Changing the infant gut microbiome by supplementing B. infantis EVC001 (18 billion CFU/day) has been proven to be very effective. Babies were given this specific strain of Bifidobacterium infantis for 21 days, starting 7 days after birth. It resulted in an average of 10-million-fold increase in the level of B. infantis in babies’ stool. Moreover, this level has persisted for several months after stopping the probiotics.

• Delivery more changes the chance of being colonized by Bifidobacterium. Vaginally delivered infants had 40% increase in the level of Bifidobacterium, but in caesarean delivered infants 25% of increase was observed. Supplementation with EVC001 invariably increases infantis abundance relative to unsupplemented infants. Colonization during the supplementation and beyond supplementation period has been increased (even when we stopped feeding B. infantis).
• These infantis can ferment HMOs in breastmilk and produce acetate and lactate – these substances has shown to inhibit growth of enteropathogens. These acidic products could lower the pH of the stool from pH 6 to pH 5.15 – gram negative bacteria cannot thrive at low pH.
• High levels of gram-negative bacteria like coli (endotoxin or lipopolysaccharide) are symptoms of gut dysbiosis.

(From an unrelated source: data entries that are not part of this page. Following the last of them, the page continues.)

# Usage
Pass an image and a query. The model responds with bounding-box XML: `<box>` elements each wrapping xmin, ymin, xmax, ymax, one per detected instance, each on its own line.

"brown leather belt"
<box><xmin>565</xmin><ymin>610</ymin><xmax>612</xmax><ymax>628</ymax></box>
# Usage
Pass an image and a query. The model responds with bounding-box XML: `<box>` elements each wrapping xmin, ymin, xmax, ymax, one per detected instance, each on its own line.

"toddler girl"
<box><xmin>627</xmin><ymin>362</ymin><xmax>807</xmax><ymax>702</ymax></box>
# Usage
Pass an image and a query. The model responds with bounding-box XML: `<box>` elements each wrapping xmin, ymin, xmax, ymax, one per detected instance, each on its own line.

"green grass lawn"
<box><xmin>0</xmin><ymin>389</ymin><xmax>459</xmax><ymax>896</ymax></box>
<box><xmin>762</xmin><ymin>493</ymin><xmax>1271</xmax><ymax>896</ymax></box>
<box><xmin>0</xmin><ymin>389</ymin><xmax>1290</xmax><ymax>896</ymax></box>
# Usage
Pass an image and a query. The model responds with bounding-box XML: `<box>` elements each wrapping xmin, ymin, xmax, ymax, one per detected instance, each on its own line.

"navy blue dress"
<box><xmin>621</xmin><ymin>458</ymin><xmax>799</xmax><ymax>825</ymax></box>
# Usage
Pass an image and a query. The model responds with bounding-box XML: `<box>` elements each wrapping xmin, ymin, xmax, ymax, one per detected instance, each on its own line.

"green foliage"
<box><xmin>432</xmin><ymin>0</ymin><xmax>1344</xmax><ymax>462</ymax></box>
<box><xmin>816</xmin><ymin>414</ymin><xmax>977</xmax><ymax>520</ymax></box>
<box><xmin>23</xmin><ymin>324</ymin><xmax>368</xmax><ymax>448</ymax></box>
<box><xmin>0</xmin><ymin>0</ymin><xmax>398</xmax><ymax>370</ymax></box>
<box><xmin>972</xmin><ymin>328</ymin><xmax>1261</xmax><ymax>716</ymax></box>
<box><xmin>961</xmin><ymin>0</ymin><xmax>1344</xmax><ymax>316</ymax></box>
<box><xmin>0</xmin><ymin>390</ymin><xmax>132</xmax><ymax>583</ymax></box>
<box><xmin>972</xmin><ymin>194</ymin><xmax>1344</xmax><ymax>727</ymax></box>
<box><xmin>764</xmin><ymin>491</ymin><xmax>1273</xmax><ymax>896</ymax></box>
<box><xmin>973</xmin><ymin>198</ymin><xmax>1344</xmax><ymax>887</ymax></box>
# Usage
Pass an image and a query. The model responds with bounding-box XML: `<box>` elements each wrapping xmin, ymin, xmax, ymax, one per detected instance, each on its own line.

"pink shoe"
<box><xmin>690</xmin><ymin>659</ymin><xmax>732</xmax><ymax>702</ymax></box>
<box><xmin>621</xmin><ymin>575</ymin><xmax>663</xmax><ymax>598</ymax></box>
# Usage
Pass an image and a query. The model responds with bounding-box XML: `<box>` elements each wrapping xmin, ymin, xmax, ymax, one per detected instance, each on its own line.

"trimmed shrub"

The presence of B. infantis in adequate amount showed protective effect on baby such as lower level of fecal endotoxin load by 4-fold and lower level of gut pathogens (fewer antibiotic resistant gene). Endotoxin drives inflammation which plays role in the onset of enterocolitis and different autoimmune diseases.
• Regarding the changes to the metabolites, the pH and the composition of gut microbiome, infants that were breastfed and supplemented with infantis had normal stool, meaning halved number of stools per day, improved stool quality, reduced watery stools.

Not all probiotics are the same and their effectiveness can differ as well. It has to be the right strain with the adaption genes to consume human milk oligosaccharides (HMOs). To be effective, it needs the right food which is oligosaccharide. Minor species differences can mean major genotypic or phenotypic differences – ex. B. infantis vs B. longum.

In conclusion, the gut health of an infant is key to a healthy adult life. Gut health influences the onset of obesity, diabetes, eczema, allergies, infections. Our lifestyle has changed over the past decades, so does our microbiome. Antibiotic use, caesarean birth, formula feeding directly affect the infants gut microbiome and cause dysbiosis which will have an overall negative health impact later. In this case, supplementing B. infantis (the right strain) in breastmilk would diminish these health risks and help support the infant’s early development.

References

Nguyen, H. Holdbrooks, P. Mishra et al. February 16, 2021, Impact of Probiotic B. infantis EVC001 Feeding in Premature Infants on the Gut Microbiome, Nosocomially Acquired Antibiotic Resistance, and Enteric Inflammation. Frontiers in Pediatrics.

Jennifer T. Smilowitz and Diana Hazard Taft, June 1, 2020, The infant gut microbiome and probiotics at work.

Duar, Rebbeca M., David Kyle, and Giorgio Casaburi. “Colonization Resistance in the Infant Gut: The Role of B. infantis in Reducing pH and Preventing Pathogen Growth.” High-throughput 9.2 (2020): 7.

Rhoads, J. Marc, et al. “Infant colic represents gut inflammation and dysbiosis.” The Journal of pediatrics 203 (2018): 55-61.

Henrick BM, Hutton AA, Palumbo MC, Casaburi G, Mitchell RD, Underwood MA, Smilowitz JT, Frese SA. (2018). Elevated fecal pH indicates a profound change in the breastfed infant gut microbiome due to reduction of Bifidobacterium over the past century. mSphere 3:e00041-18.

Smilowitz, J. T., C. B. Lebrilla, D. A. Mills, J. B. German and S. L. Freeman. 2014. Breast milk oligosaccharides: Structure function relationships in the neonate. Annual Review of Nutrition 34:143-69.

Fukuda, Shinji, et al. “Bifidobacteria can protect from enteropathogenic infection through production of acetate.” Nature 469.7331 (2011): 543.

Bethany MH, Stephanie C, Giorgio C, et al. Colonization by B. infantis EVC001 modulates enteric inflammation in exclusively breastfed infants. Pediatric Research 86, pages 749–757 (2019).